Vice President Joseph Biden implored Hollywood and Los Angeles donors on Saturday to boost Sen. Barbara Boxer's war chest, signaling a potentially contentious reelection race and difficult year for all Democrats facing the midterms.

Appearing at a fund-raiser at the historic Green Acres estate owned by Ron Burkle, Biden cited Boxer's support of the Obama administration's recovery and economic plan — parts of which were not popular with liberals and populists in addition to the opposition from Republicans.

"You are sophisticated people, but it is counterintuitive to tell
people in the midst of a gigantic deficit that you are going to spend
another $787 billion, that you are going to give banks over a trillion
dollars," Biden said. "Well, ladies and gentlemen, Barbara stepped up."

He also suggested Boxer's ability to speak to the party's progressive wing was a reason that she can inherit the legacy of late senator Ted Kennedy.

"It's like that old joke, only Nixon can go to China. Only Teddy Kennedy could broker a compromise by telling the left of the left we may have to give up something to get there because we can't go home empty handed," Biden said, holding a microphone as he paced by a pool among the donors, occasionally shaking hands. "Barbara Boxer, because of her status not just in California but around the country [as] being an unimpeachable liberal, was able to say on these tough votes, to her liberal colleagues, 'You got to do this,' and then give them a reason why."

He also said, "This is not 'Vote for Barbara' because she is a beautiful version of a 1960s and 70s progressive hippie person who is liberal love peace and brotherhood. This is one hard baked senator who knows what the hell she is talking about."

About $500,000 was raised at the event, organizers say. It was chaired by Sim and Debra Farar, Ruth Singer, Burkle and Mickey Meyers. Carole King, who had crutches after recently breaking her ankle, sang three songs, including "You've Got a Friend," before Boxer and Biden took the podium. Guests paid $1,000 each to attend the event, and those who contributed $5,000 were invited to attend a luncheon that included Magic Johnson and Derek Fisher. Los Angeles Sheriff Lee Baca and former California governor Gray Davis also attended.

Although Boxer sailed to easy reelection in 2004, she faces a potentially well-financed challenger in former Hewlett Packard chief Carly Fiorina, who is exploring a bid for the seat. 

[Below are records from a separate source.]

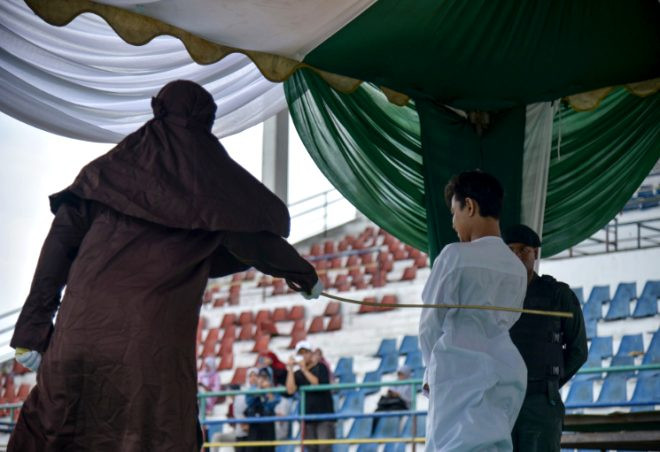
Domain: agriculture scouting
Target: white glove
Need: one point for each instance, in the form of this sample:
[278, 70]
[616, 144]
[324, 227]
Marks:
[28, 358]
[316, 291]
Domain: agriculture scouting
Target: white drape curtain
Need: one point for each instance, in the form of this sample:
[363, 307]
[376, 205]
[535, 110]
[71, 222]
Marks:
[84, 82]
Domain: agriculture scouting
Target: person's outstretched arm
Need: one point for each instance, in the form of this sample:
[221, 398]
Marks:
[35, 323]
[272, 255]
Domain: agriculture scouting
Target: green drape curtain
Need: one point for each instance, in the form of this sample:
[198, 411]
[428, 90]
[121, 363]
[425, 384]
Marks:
[370, 150]
[601, 159]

Fiorina is potentially formidable opposition because of name recognition and her ability to self-finance a race, something Biden alluded to in his 30-minute remarks.

"You have all been around long enough to know that Senate races are won
and lost by this November, the November before," Biden said. "Barbara
may face a self financer. Barbara may find herself in a position where
it is going to get harder before it is going to get easy."

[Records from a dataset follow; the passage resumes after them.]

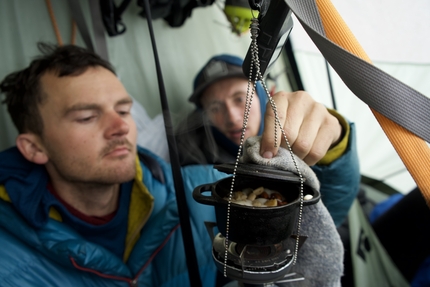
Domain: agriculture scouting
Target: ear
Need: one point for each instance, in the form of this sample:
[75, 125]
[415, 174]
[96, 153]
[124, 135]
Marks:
[30, 147]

Democrats have been slipping in midterm polls, particularly in the debate over aspects of healthcare legislation and continued high unemployment. Biden suggested that significant Republican gains would stymie their
agenda on energy, healthcare and education. noting that Democrats who remain in office or are reelected will get skittish
and think, "'Whoa, I am not going there next time. I got a bite out of that apple. I am not taking a chance."

As of June 30, Boxer has raised $8.3 million for the race and has $5.4 million in cash on hand, according to the Center for Responsive Politics. California Assemblyman Chuck Devore (R-Irvine), who has announced he is seeking the seat, has raised $377,930 and has $75,663 on hand.

Biden also highlighted progress of the stimulus package, noting that $28 billion has flowed into California and that the state would reap a total of $60 billion.

"Whether it would have been a depression, it sure as hell would have looked like one had we not made this investment," he said. "And guess what: the eight largest banks in America have paid back the money they owe."